Reduce, Reuse, Recycle, Speak Zapotec

I've been on some adventures as I have tried to meet the goals of my new year's resolution to live more green.

The complete switch to cloth napkins and rags was nothing. They really work better and look better than their paper versions, anyway.

Recycling issues are another thing. There is no curbside recycling in Oaxaca. In fact, garbage is a whole different ballgame here. You do not leave cans out on the street for pickup. Instead, you wait for the lovely tinkle of a bell or, in our neighborhood, the blasting behemoth of a horn. Then, everyone in the vicinity runs out, most often holding old burlap dog food bags or buckets rather than full-on trash cans. They converge at the truck in one of those classic Mexican non-lines that everyone understands the logic of, except me. Some people pass folded cardboard boxes or bags filled with plastic bottles to the collectors, who sometimes hang it on the side of the truck and sometimes throw it into the back with the garbage. So that does not look like recycling to me.

I noticed that at the Casa de Cultura, a government building where the kids take art classes, signs about the environment. Soon, some receptacles showed up, labeled cardboard, plastic and tin. No one seems to use them. I started clearing out our kitchen cupboards so I could bring a load of recycling down. I sorted it all out and stuffed my things into the bins according to instructions. But, for some reason, I wonder...will they get recycled?
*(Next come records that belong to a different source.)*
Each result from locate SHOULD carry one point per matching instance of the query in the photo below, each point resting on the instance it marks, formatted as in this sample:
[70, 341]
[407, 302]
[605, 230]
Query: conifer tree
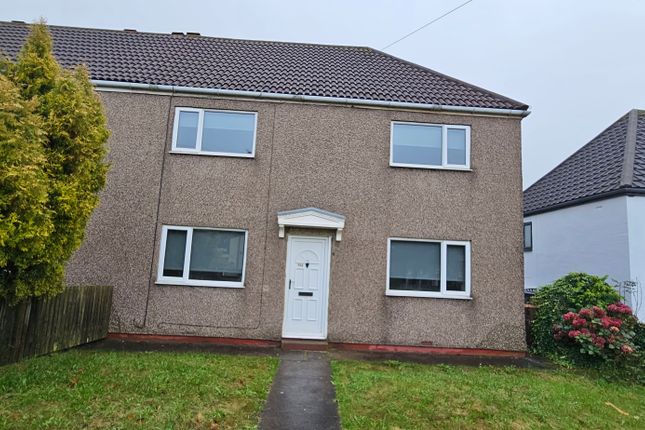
[53, 137]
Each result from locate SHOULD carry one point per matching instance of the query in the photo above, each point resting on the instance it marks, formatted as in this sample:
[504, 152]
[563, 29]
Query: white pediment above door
[311, 218]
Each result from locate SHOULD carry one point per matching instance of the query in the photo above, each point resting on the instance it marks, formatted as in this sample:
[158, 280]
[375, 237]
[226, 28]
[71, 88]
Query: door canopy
[311, 218]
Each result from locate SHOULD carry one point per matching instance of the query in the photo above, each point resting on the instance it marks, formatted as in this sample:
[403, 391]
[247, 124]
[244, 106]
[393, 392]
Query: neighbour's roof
[613, 163]
[190, 60]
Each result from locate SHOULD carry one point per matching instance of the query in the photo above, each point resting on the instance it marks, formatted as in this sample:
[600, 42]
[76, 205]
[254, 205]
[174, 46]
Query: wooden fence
[78, 315]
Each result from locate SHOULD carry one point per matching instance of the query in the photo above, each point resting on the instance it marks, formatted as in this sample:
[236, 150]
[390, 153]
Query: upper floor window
[430, 146]
[202, 257]
[428, 268]
[214, 132]
[528, 236]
Which brings me to the great epiphany. I've begun asking the people at the street markets who sell yogurt, honey, juice and other liquid things if they want containers. Now, when I load my shopping bag with biodegradable plastic produce bags, I also pack in containers and lids of all sizes so I can give or return them to the various vendors. This act feels more powerful than the other green things I have done this year. It's only the cost of my time walking to the market, and it gives them something they need for free. It uses no energy, like recycling does, and it gets me embroiled in many conversations and situations with the vendors. I'm looking forward to trying to give back my honey container to the old woman in front of my neighborhood park who only speaks Zapotec and seems very suspicious of me. It's the re-use part of this cycle that's proving the most entertaining.